Strata Scratch Problem Sets

Problem sets, exercises, and educational guides for SQL and python. These exercises are specifically tailored for business and marketing analytics students and novices.

Back to the Strata Scratch website
Login to Strata Scratch

SQL Exercise 6

The dataset for this exercise is datasets.los_angeles_restaurant_health_inspections

This dataset lists all restaurant health inspections which happened in the city of Los Angeles. As is often the case in life the columns of this dataset are completely different compared to the similar data which we have for San Francisco. Should we want to compare these two cities we would need to do a lot of preprocessing before we can join these two tables. This happens very often, but luckily in this exercise we will stick only to this dataset. This dataset lists inspections with date and place information. We also know the score and grade each facility got, the corporation which owns the facility, the id of the employee who was working when the inspection happened. Additionally we know the inspection results in form of textual description.

The technical description of the dataset is in the following table.

Column Name Column Type Has NULL or missing values Short description
serial_number VARCHAR NO The id of the inspection.
activity_date VARCHAR NO The date when the inspection occurred
facility_name VARCHAR NO The name of the facility in which the inspection took place.
score INTEGER NO The score assigned to the facility.
grade VARCHAR YES A symbolic grade assigned to the facility. One of ‘A’, ‘B’, ‘C’ or ‘ ‘.
service_code INTEGER NO One of 1, 401.
service_description VARCHAR NO One of ROUTINE INSPECTION, OWNER INITIATED ROUTINE INSPECT.
employee_id VARCHAR NO The id of the employee which was working when the inspection happened.
facility_address VARCHAR NO The street address of the facility.
facility_city VARCHAR NO Always LOS ANGELES.
facility_id VARCHAR NO The id of the facility.
facility_state VARCHAR NO Always CA.
facility_zip VARCHAR NO The zip code of the facility.
owner_id VARCHAR NO The id of the owner.
owner_name VARCHAR NO The full name of the owner. Information like INC, LLC is included here.
pe_description VARCHAR NO The textual description of the issue found with the restaurant.
program_element_pe INTEGER NO The code for the issue.
program_name VARCHAR NO Usually same as facility_name
program_status VARCHAR NO One of ACTIVE, INACTIVE.
record_id VARCHAR NO Unknown.

To make life easier, always do a select for all the columns needed in the question, look at the returned values, ponder a bit and then try to write the solution.

Beginner exercise

  1. Find the activity date and the issue description for ‘STREET CHURROS’ when they had less than 95 points.

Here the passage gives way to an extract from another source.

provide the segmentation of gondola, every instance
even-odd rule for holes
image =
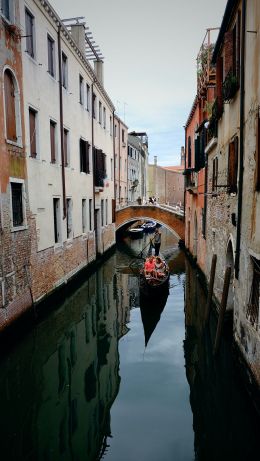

Columns: facility_name, pe_description, activity_date and score

SELECT
    activity_date,
    pe_description
FROM
    datasets.los_angeles_restaurant_health_inspections
WHERE
    facility_name = 'STREET CHURROS' AND score < 95
  1. Find all inspections made in the facilities of ‘GLASSELL COFFEE SHOP LLC’

Columns: owner_name

SELECT
    *
FROM
    datasets.los_angeles_restaurant_health_inspections
WHERE
    owner_name = 'GLASSELL COFFEE SHOP LLC'
  1. Find all routine inspections which found an issue with High Risk.

Hint: Use ILIKE.

Columns: service_description and pe_description

SELECT
    *
FROM
    datasets.los_angeles_restaurant_health_inspections
WHERE pe_description ILIKE '%HIGH%' AND
      service_description = 'ROUTINE INSPECTION'
  1. Find all facilities which have a zip code in 90049, 90034, 90035.
SELECT
    DISTINCT facility_name
FROM
    datasets.los_angeles_restaurant_health_inspections
WHERE facility_zip IN ('90049', '900034', '90045')
  1. Find all inspections which are part of an inactive program.
SELECT
    *
FROM
    datasets.los_angeles_restaurant_health_inspections
WHERE program_status = 'INACTIVE'

Intermediate exercise

  1. Using UNION find the average score for grades A, B and C. Do not use GROUP BY.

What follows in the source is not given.